Comey told lawmakers during his testimony that Trump wasn’t telling the truth when he characterized the FBI workforce as deeply dissatisfied with the former director’s leadership.

“Those were lies. Plain and simple,” Comey told the Senate intelligence committee.

Later, Comey said he felt compelled to document his meetings with Trump because he was concerned the President would mislead the public about what transpired between them.

“I was honestly concerned he might lie about the nature of our meeting,” Comey said.

Trump’s spokeswoman reacted fiercely to those statements, insisting the President was a truthful man.

“I can definitely say the President is not a liar, and I think it’s, frankly, insulting that question would be asked,” spokeswoman Sarah Huckabee Sanders told reporters during an off-camera briefing at the White House.

Hours later, it was Trump’s outside attorney Marc Kasowitz lobbing accusations of dishonesty. He said Comey’s claims that Trump demanded loyalty during an Oval Office meeting were false.

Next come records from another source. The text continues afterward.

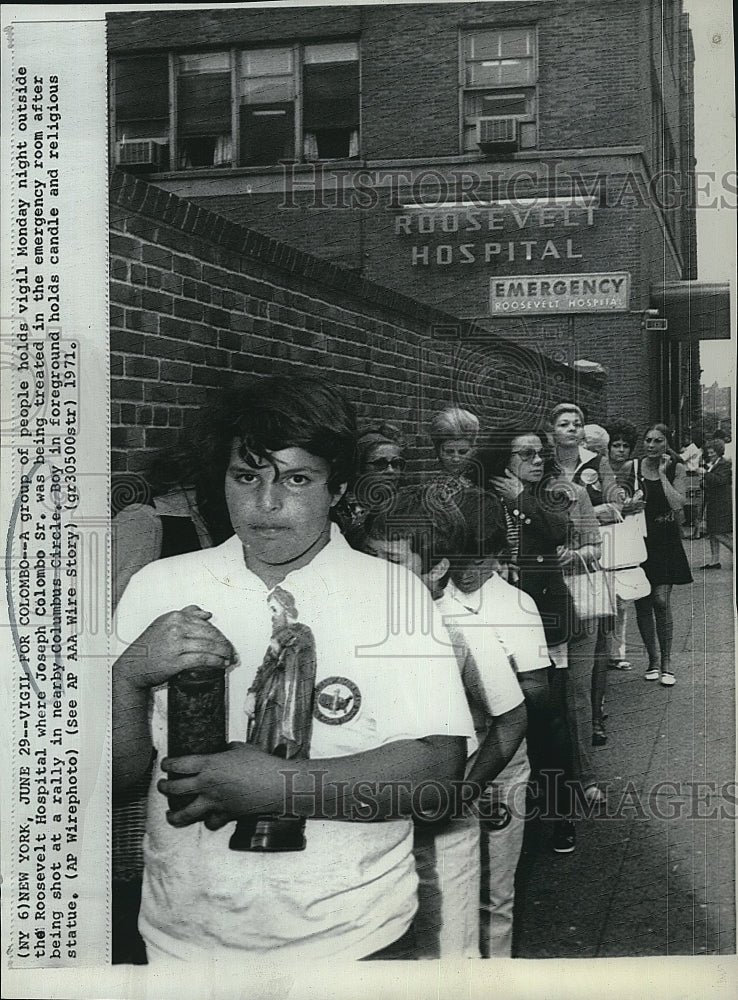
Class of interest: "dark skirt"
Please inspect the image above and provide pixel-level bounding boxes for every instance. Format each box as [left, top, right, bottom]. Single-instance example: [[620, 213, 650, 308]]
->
[[643, 515, 692, 587], [520, 569, 574, 646]]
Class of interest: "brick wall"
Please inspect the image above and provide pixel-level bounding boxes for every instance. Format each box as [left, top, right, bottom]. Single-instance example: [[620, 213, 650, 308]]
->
[[107, 0, 656, 159], [110, 172, 606, 473]]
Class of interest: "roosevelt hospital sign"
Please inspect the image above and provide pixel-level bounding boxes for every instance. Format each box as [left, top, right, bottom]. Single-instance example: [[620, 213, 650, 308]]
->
[[489, 271, 630, 316]]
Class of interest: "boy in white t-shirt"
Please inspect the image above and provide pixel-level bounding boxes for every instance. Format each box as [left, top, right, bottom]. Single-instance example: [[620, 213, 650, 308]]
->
[[356, 485, 528, 958], [113, 378, 474, 970]]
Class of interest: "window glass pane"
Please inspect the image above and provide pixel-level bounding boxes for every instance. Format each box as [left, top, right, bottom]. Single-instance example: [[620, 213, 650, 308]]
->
[[179, 52, 231, 73], [500, 28, 533, 58], [464, 31, 501, 59], [239, 103, 295, 166], [241, 76, 295, 104], [303, 63, 359, 129], [500, 59, 533, 85], [177, 73, 231, 135], [241, 49, 292, 76], [466, 59, 535, 87], [115, 118, 169, 142], [464, 91, 534, 119], [115, 56, 169, 119], [303, 42, 359, 63]]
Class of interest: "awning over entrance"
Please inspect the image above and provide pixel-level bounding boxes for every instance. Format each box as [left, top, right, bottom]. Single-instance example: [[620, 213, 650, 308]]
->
[[651, 281, 730, 342]]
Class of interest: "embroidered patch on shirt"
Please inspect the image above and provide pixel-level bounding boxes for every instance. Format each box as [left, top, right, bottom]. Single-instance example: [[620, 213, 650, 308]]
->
[[313, 677, 361, 726]]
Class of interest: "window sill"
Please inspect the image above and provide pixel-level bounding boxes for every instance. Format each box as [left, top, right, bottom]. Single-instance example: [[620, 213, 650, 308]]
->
[[128, 157, 364, 181]]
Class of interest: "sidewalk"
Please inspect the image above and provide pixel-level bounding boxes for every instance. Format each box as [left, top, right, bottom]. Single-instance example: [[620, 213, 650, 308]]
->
[[513, 540, 738, 958]]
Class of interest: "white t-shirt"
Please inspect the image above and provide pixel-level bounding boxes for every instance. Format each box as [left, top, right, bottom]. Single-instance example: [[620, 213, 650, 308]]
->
[[116, 528, 474, 962], [436, 588, 523, 735], [444, 573, 550, 674]]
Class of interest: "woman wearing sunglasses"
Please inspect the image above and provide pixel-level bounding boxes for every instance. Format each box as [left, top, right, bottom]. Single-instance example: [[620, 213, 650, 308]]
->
[[478, 429, 598, 854], [334, 423, 407, 544]]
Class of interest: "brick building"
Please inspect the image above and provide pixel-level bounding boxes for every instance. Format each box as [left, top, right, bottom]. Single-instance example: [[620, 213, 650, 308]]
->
[[108, 0, 729, 446]]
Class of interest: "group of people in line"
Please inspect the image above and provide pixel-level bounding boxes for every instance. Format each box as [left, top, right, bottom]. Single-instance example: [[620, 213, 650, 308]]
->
[[113, 379, 732, 962]]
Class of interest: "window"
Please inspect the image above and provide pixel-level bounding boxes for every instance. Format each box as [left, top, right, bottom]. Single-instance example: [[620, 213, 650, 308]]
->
[[462, 28, 538, 152], [114, 56, 169, 170], [177, 52, 233, 170], [112, 42, 359, 170]]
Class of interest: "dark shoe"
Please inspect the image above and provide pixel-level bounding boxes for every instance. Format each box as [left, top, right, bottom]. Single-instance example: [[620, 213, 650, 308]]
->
[[551, 819, 577, 854]]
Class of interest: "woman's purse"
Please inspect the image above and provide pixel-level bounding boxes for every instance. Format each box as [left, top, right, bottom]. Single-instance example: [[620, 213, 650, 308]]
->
[[600, 511, 648, 570], [564, 552, 615, 622], [612, 566, 651, 601]]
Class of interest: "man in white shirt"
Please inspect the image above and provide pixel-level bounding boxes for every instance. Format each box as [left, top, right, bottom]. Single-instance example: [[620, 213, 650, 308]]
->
[[364, 484, 528, 958], [113, 378, 474, 964]]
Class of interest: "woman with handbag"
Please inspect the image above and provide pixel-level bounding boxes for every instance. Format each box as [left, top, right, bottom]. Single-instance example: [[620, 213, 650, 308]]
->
[[633, 424, 692, 687], [550, 403, 621, 747], [702, 438, 733, 569], [607, 420, 645, 670]]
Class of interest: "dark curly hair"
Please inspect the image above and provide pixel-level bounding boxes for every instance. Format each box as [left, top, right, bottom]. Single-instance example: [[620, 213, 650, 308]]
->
[[605, 420, 638, 451]]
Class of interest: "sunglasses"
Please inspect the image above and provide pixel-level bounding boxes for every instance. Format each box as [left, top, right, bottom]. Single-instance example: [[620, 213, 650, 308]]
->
[[366, 458, 407, 472]]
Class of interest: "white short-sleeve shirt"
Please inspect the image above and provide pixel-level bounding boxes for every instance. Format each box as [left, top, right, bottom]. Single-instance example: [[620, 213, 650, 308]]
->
[[116, 529, 474, 961], [440, 573, 550, 674]]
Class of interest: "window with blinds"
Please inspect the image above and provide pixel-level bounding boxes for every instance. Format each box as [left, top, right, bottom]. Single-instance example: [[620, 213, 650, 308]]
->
[[111, 41, 360, 170]]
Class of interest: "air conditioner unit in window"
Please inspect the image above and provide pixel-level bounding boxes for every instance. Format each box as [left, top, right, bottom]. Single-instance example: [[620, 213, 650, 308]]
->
[[477, 117, 519, 153], [117, 139, 167, 171]]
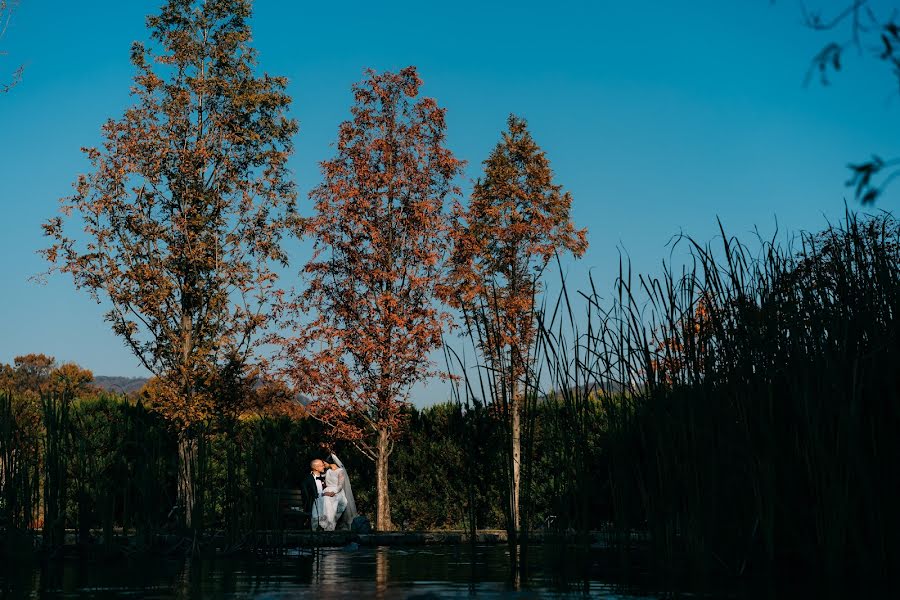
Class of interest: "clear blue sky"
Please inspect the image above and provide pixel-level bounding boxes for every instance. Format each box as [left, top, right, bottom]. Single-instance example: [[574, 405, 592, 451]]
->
[[0, 0, 900, 403]]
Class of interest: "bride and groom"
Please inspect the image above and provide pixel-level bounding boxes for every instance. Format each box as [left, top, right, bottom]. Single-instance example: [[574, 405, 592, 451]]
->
[[301, 453, 357, 531]]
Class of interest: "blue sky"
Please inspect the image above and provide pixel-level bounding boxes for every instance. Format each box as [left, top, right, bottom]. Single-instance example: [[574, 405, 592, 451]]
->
[[0, 0, 900, 403]]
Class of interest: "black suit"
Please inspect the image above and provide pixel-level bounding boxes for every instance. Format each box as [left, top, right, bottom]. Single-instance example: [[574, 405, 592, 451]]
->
[[300, 473, 319, 513]]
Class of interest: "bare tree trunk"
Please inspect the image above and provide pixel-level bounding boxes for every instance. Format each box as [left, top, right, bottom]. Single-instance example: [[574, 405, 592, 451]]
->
[[375, 429, 394, 531], [509, 394, 522, 531], [178, 432, 197, 529]]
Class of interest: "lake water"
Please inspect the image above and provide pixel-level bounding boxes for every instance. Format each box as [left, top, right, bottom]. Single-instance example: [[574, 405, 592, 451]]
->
[[0, 546, 676, 600]]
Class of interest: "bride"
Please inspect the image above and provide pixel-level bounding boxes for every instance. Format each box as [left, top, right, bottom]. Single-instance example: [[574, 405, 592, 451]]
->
[[319, 452, 356, 531]]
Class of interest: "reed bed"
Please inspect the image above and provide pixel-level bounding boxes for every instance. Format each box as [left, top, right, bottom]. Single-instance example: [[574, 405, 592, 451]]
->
[[535, 213, 900, 578], [0, 214, 900, 585]]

“The President also never told Mr. Comey, ‘I need loyalty, I expect loyalty’ in form or substance,” Kasowitz said, quoting Comey’s account of a meeting between himself and the President in January.

Also false, according to Kasowitz: Comey’s allegations that Trump pressured him to end the FBI’s investigation into former national security adviser Michael Flynn.

Trump “never, in form or substance, directed or suggested that Mr. Comey stop investigating anyone, including suggesting that that Mr. Comey ‘let Flynn go,’ ” Kasowitz said.

Comey declined to comment on Kasowitz’s accusations as he departed Capitol Hill Thursday.

But during his testimony, the former FBI director said he hoped tapes existed of his conversations with Trump since they would prove his version of events.

“Lordy, I hope there are tapes,” Comey said.

Back at the White House, Sanders couldn’t say whether there are secret recording devices installed in the Oval Office, or other rooms where Trump holds meetings.

“I’ll try and look under the couches,” she quipped.

Sanders, who briefed reporters as Comey’s testimony was entering its third hour, said Trump hadn’t watched the event in its entirety. Instead he met with members of his national security team to discuss provocations from North Korea and an unraveling situation in the Arab Gulf.

She declined to answer most questions about Comey’s testimony, referring instead to an upcoming statement from Trump’s outside lawyer Marc Kasowitz, who is due to update reporters later Thursday.

Sanders instead said that Thursday was just another workday at the White House, even amid Comey’s bombshell testimony on Capitol Hill.

“We are carrying on as if we normally would,” Sanders said.